La mesure laisse à penser que ces derniers seront libres de travailler plus ou non. En réalité, il n’en est rien. Aujourd’hui 37% des salariés effectuent des heures supplémentaires pour une durée moyenne annuelle de 55 heures alors que le volume légale autorisé s’élève à 220 heures. Pourquoi ? Parce que ce sont les employeurs qui décident, jamais les salariés, et cela s’élabore en fonction du carnet de commandes.
Ce serait bon pour le pouvoir d’achat. Pas sûr non plus, car les employeurs auront tout intérêt à ne pas augmenter les salaires et même à les minorer pour accroître la part des heures supplémentaires, sur lesquelles ils ne paieront pas de cotisations sociales.

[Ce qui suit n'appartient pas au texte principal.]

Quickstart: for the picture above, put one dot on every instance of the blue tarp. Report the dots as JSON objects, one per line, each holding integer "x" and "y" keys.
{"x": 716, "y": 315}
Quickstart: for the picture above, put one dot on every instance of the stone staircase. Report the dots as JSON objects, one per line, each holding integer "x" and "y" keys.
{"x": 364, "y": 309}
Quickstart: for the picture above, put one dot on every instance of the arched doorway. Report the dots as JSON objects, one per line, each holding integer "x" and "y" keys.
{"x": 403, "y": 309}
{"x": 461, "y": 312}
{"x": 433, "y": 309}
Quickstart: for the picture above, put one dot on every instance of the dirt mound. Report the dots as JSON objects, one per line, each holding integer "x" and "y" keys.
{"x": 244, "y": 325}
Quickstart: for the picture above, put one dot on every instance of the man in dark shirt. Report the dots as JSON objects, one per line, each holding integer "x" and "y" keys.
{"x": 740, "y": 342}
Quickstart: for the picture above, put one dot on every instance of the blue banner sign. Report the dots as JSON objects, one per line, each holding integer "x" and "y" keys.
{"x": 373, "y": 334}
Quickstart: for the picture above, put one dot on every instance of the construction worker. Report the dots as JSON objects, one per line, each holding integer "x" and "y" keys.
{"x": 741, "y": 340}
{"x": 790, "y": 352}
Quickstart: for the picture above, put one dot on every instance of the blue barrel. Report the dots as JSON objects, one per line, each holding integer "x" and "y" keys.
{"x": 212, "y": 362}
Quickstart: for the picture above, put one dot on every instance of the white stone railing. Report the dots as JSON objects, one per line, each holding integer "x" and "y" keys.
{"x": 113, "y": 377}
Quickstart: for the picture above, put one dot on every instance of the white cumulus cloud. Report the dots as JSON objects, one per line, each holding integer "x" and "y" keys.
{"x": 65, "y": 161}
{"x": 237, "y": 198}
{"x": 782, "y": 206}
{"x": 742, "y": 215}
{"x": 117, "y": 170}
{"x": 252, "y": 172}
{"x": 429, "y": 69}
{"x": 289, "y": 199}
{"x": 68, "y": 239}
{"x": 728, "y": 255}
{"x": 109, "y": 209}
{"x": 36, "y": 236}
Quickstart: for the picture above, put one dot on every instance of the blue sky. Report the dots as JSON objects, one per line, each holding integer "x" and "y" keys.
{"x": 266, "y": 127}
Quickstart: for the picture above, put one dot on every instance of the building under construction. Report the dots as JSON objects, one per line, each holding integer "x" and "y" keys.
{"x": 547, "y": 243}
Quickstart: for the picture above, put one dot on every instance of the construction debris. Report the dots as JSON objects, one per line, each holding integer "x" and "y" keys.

Quant à l’emploi, l’effet risque d’être catastrophique. Quel patron embauchera alors qu’il sera avantageux de faire « marner » les salariés déjà à disposition à moindre coût ? Aujourd’hui, les heures supplémentaires représentent déjà l’équivalent de 680 000 emplois, et sans doute plus, car toutes les heures supplémentaires ne sont pas déclarées. On imagine demain l’ampleur de la de la perte d’emplois.
Autre effet pervers : les 2 milliards d’€ de cotisations en moins dans les caisses de la sécu, qui s’ajouteront aux 25 milliards d’€ d’exonérations déjà existantes, alors que le déficit s’élève à 11 milliards d’€.
Cette autre arnaque électorale risque donc de coûter cher.